In this case, your credit report will take the hit. If you’re more than 30 days late on a payment, your credit score will decrease, and the lender has the right to report to a debt collection agency.
Which Personal Loan Is Better for Me?
Choosing the best lending option for your business depends on your situation. In general, secured loans are easier to approve because the lender is sure they’ll be getting back their money one way or another. Moreover, it makes sense to choose the option with the lower interest rate if you have some financial difficulties. This is why you should learn how to pay your loan off faster.
In reference to what’s been said, secured loan approval process sound like a better option. However, you should consider what’d happen if you failed to meet the agreement. Losing your car isn’t as bad as losing your home, at least you won’t be living on the street.
Unsecured loans are faster to get, so you can settle your finances quicker. Yet, you should check if the amount of money you’ll be getting is enough for you to sort things out. And again, you need to think about the risk you’ll be taking. You wouldn’t want to ruin your credit profile as it’d only make things worse. What do I need to apply for a personal loan? See our checklist here.

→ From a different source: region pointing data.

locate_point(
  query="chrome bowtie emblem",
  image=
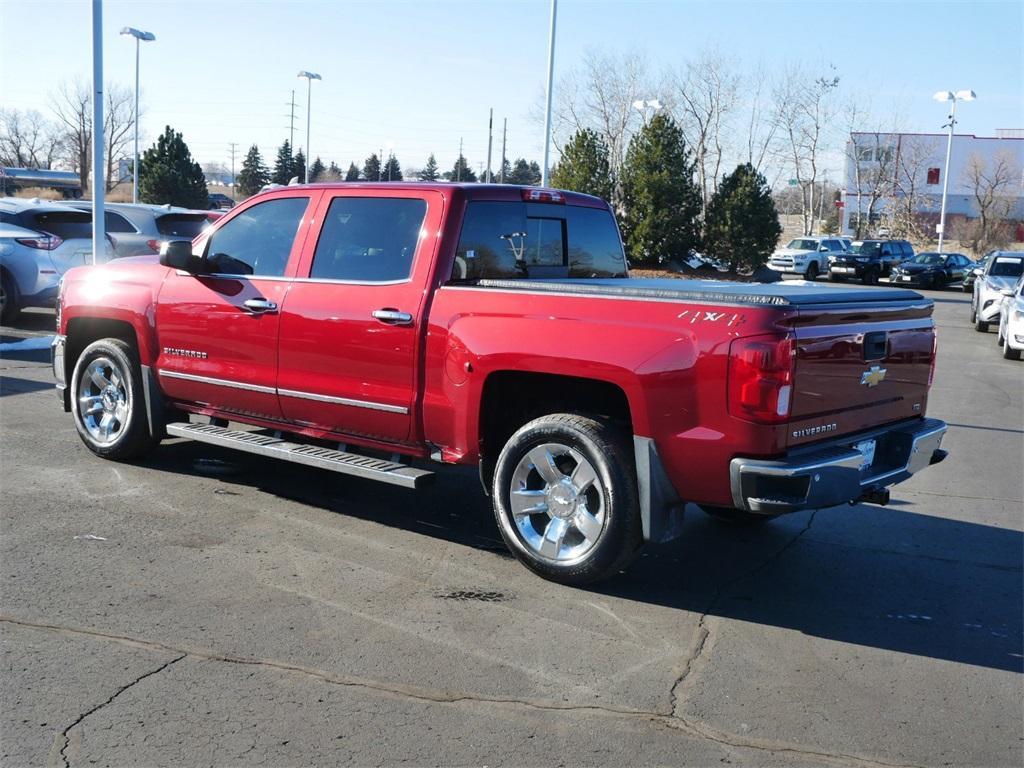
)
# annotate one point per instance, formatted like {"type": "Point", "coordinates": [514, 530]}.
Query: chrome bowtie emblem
{"type": "Point", "coordinates": [873, 376]}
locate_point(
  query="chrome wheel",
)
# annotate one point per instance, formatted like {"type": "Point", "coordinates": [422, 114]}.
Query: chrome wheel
{"type": "Point", "coordinates": [103, 400]}
{"type": "Point", "coordinates": [557, 503]}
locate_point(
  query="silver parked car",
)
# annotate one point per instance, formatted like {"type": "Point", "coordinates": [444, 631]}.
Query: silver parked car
{"type": "Point", "coordinates": [39, 242]}
{"type": "Point", "coordinates": [137, 229]}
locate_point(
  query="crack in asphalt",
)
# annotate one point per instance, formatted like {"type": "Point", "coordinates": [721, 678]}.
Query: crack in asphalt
{"type": "Point", "coordinates": [673, 721]}
{"type": "Point", "coordinates": [704, 633]}
{"type": "Point", "coordinates": [67, 731]}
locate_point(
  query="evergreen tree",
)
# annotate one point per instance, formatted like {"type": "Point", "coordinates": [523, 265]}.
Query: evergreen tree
{"type": "Point", "coordinates": [284, 166]}
{"type": "Point", "coordinates": [391, 170]}
{"type": "Point", "coordinates": [584, 166]}
{"type": "Point", "coordinates": [660, 200]}
{"type": "Point", "coordinates": [524, 173]}
{"type": "Point", "coordinates": [254, 174]}
{"type": "Point", "coordinates": [169, 175]}
{"type": "Point", "coordinates": [316, 170]}
{"type": "Point", "coordinates": [372, 168]}
{"type": "Point", "coordinates": [429, 172]}
{"type": "Point", "coordinates": [461, 171]}
{"type": "Point", "coordinates": [741, 225]}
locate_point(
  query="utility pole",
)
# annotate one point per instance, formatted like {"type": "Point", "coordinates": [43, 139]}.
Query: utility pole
{"type": "Point", "coordinates": [232, 144]}
{"type": "Point", "coordinates": [291, 125]}
{"type": "Point", "coordinates": [491, 139]}
{"type": "Point", "coordinates": [505, 133]}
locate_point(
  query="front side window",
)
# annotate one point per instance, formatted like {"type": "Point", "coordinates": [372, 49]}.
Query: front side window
{"type": "Point", "coordinates": [369, 239]}
{"type": "Point", "coordinates": [258, 241]}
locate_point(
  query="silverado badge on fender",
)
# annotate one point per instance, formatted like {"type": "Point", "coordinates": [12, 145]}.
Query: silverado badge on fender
{"type": "Point", "coordinates": [872, 376]}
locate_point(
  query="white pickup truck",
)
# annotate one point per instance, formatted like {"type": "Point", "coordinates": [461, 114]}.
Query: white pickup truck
{"type": "Point", "coordinates": [807, 256]}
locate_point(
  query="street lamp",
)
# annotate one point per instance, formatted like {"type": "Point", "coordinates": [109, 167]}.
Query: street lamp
{"type": "Point", "coordinates": [641, 107]}
{"type": "Point", "coordinates": [310, 77]}
{"type": "Point", "coordinates": [140, 37]}
{"type": "Point", "coordinates": [966, 95]}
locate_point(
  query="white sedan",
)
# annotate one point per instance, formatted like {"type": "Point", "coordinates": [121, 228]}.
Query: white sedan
{"type": "Point", "coordinates": [1012, 322]}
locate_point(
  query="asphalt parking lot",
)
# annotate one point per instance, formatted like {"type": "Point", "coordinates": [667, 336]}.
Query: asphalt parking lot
{"type": "Point", "coordinates": [208, 608]}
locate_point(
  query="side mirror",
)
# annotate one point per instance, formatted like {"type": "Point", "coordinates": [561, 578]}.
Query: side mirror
{"type": "Point", "coordinates": [177, 255]}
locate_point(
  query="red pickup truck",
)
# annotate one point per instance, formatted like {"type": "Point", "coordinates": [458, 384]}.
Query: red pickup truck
{"type": "Point", "coordinates": [374, 329]}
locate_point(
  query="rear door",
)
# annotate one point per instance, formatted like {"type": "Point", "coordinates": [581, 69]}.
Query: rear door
{"type": "Point", "coordinates": [218, 331]}
{"type": "Point", "coordinates": [351, 323]}
{"type": "Point", "coordinates": [859, 365]}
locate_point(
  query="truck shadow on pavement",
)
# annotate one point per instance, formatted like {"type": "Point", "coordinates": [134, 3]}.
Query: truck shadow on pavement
{"type": "Point", "coordinates": [882, 578]}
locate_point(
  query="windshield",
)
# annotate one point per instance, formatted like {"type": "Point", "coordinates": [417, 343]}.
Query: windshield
{"type": "Point", "coordinates": [1007, 267]}
{"type": "Point", "coordinates": [866, 249]}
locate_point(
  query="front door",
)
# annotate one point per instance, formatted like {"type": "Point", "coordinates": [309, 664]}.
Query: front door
{"type": "Point", "coordinates": [351, 322]}
{"type": "Point", "coordinates": [218, 331]}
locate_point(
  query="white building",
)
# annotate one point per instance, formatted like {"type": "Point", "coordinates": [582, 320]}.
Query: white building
{"type": "Point", "coordinates": [901, 174]}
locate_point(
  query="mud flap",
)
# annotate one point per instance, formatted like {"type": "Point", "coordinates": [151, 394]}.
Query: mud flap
{"type": "Point", "coordinates": [660, 507]}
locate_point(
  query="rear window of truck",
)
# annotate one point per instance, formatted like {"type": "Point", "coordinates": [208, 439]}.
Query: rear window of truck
{"type": "Point", "coordinates": [508, 241]}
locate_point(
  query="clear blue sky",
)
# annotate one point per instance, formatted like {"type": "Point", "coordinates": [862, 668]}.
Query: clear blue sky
{"type": "Point", "coordinates": [421, 75]}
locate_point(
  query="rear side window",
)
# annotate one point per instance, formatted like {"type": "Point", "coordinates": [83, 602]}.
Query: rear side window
{"type": "Point", "coordinates": [369, 240]}
{"type": "Point", "coordinates": [258, 241]}
{"type": "Point", "coordinates": [65, 224]}
{"type": "Point", "coordinates": [181, 225]}
{"type": "Point", "coordinates": [505, 241]}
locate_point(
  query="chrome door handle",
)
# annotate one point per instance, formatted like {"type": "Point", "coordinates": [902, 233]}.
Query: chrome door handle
{"type": "Point", "coordinates": [393, 316]}
{"type": "Point", "coordinates": [259, 306]}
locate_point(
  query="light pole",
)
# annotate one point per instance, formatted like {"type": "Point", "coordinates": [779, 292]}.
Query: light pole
{"type": "Point", "coordinates": [140, 37]}
{"type": "Point", "coordinates": [966, 95]}
{"type": "Point", "coordinates": [310, 77]}
{"type": "Point", "coordinates": [547, 113]}
{"type": "Point", "coordinates": [641, 107]}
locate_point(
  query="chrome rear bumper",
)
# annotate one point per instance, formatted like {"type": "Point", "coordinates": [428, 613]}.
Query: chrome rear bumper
{"type": "Point", "coordinates": [824, 476]}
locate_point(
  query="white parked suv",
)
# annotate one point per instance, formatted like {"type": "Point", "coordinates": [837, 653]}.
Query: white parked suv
{"type": "Point", "coordinates": [807, 256]}
{"type": "Point", "coordinates": [1012, 322]}
{"type": "Point", "coordinates": [1003, 270]}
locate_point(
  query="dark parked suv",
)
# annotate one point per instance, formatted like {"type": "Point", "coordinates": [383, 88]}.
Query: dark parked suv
{"type": "Point", "coordinates": [869, 259]}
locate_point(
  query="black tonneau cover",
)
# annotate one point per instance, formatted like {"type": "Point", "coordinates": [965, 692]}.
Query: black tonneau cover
{"type": "Point", "coordinates": [775, 294]}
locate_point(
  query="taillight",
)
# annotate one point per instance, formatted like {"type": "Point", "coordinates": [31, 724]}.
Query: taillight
{"type": "Point", "coordinates": [543, 196]}
{"type": "Point", "coordinates": [760, 382]}
{"type": "Point", "coordinates": [935, 356]}
{"type": "Point", "coordinates": [44, 243]}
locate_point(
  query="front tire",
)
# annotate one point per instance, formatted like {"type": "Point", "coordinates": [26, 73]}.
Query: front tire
{"type": "Point", "coordinates": [108, 401]}
{"type": "Point", "coordinates": [565, 499]}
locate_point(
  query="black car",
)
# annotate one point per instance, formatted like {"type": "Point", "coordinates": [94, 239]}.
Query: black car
{"type": "Point", "coordinates": [932, 269]}
{"type": "Point", "coordinates": [869, 259]}
{"type": "Point", "coordinates": [970, 276]}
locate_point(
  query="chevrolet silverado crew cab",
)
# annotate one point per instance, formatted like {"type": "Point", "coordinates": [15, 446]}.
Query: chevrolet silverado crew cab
{"type": "Point", "coordinates": [380, 330]}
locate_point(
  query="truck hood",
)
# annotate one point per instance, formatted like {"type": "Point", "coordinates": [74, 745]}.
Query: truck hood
{"type": "Point", "coordinates": [792, 252]}
{"type": "Point", "coordinates": [792, 293]}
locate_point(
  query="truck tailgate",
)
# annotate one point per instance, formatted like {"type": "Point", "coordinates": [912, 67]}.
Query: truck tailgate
{"type": "Point", "coordinates": [858, 367]}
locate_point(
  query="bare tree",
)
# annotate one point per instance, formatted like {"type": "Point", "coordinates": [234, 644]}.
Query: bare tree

So, before you decide to get an unsecured loan, make sure to have a backup plan that you can turn to if things go wrong and you have to default. Can you get a loan with a paid default?
To sum it up, you should think about the amount of money you need, how fast you need it, the consequences of losing your asset, the interest rates, and whether you’ll be able to make your payments on time before choosing between a secured and an unsecured loan. Once you figure these out, you can make an informed decision about which of these loans is the best option for you.